The eggs are a traditional symbol of fertility and rebirth in Christianity. First time the eggs were coloured red, in memory of the blood of Christ. The custom of the Easter eggs, according to many sources, can be traced to early Christians of Mesopotamia. From there it spread to Russia and Siberia through the Orthodox Churches, and later in Europe through the Catholic and Protestant Churches. But in this modern life eggs are made from different materials, like plastic, wood or tasty chocolate wrapped in colourful paper or foil.
There is some special tradition in few Mediterranean countries, especially in Lebanon, where the chicken eggs are boiled and decorated, dyed or painted and used to decorate the table and the house with it. On Easter Day young kids would duel with them saying “Christ is resurrected, Indeed, He is” than breaking and eating the eggs. This tradition happens in some Eastern European countries like Romania, Bulgaria, Macedonia, Georgia, Serbia, Russia, Greece and Cyprus too. On Easter Sunday families and friends hit each other’s eggs with their own, those eggs which don’t break are believed to have good luck in the future.
In Germany the tradition is to decorate trees and bushes with eggs, you can see lots of painted eggs on the trees.
I prefer to dye the Easter eggs with natural ingredients. If artificial colours are not your type, just look around in your garden or kitchen and let nature turn the eggs colourful. Let’s see our fantastic ingredients at home to make magic!
All things that we need we can find easily in our household to dye yellow, red, pink, lavender, brown and blue colours with spice and some veggies.
We can dye:
– Buttercup yellow with- turmeric,
– Brick red with- brown onion skin,
– Pink with- beetroot,
– Lavender with- red cabbage,
– Chocolate brown with- black coffee,
– Green with- parsley or spinach
– Blue with -red cabbage and bicarbonate of soda.
You can dye chicken eggs even white or brown, or duck eggs; they work best as their shells are big and white. Boil the eggs for 5 minutes, 10 for duck egg. Drain and cool them.
You will need one saucepan for each dye, 2 tablespoons of white wine or cider vinegar and 500 ml water.

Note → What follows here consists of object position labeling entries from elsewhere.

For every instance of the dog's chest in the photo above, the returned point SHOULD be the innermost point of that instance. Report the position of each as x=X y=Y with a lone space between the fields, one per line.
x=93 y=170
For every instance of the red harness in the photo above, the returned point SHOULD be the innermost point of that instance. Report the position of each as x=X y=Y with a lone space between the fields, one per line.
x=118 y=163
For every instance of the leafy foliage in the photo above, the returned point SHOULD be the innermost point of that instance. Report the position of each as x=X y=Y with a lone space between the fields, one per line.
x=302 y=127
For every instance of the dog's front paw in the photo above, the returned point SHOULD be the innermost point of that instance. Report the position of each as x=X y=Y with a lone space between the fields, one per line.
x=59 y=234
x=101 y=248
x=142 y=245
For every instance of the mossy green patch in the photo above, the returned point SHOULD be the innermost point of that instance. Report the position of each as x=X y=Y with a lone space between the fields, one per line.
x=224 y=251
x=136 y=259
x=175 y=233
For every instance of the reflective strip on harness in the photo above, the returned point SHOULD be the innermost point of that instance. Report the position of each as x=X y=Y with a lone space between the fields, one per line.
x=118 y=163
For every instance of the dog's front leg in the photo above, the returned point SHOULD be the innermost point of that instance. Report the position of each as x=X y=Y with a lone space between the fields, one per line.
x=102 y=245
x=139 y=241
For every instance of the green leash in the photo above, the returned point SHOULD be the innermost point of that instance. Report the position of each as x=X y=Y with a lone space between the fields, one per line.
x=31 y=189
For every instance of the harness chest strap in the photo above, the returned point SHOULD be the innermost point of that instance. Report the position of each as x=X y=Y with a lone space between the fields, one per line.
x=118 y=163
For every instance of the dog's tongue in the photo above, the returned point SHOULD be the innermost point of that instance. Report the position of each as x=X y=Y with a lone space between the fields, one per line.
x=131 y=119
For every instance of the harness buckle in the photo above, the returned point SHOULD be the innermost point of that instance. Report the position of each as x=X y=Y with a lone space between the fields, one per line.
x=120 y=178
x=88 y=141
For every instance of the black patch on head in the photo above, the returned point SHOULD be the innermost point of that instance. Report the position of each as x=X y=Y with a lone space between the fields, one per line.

– Buttercup yellow – 2 tablespoons turmeric,
– Brick red – 2 mugs crushed brown onion skin,
– Pink – 1 large coarsely grated beetroot,
– Lavender – 1 mug grated red cabbage,
– Chocolate brown – 1 mug strong black coffee,
– Green – 1 bunch of parsley or spinach
– Blue – 1 mug grated red cabbage, 1 teaspoon bicarbonate of soda.
This is really good fun! So, do this with kids and enjoy Easter.
Bring the pots to the boil then simmer for at least 20 minutes. Once the dyes have simmered and the colours look rich, filter the water before using a mug or mugs if you need more dyes. Put the boiled egg in each mug, let them soak for half an hour. If you want a darker colour let them soak longer. Remove them with a spoon and let them dry in an egg cup, then keep in the fridge for up to 3 days.
To dye different motives on eggs you need a muslin or nylon stockings and put on the egg one or two leaves and then bind tightly. Keep them in the mug for 20-25 minutes, cut off the muslin and put them in the eggs cup to dry.
Peel the eggs shell and dip in a pinch of salt or roll them in a spice mix – crushed cumin, pepper, coriander and paprika.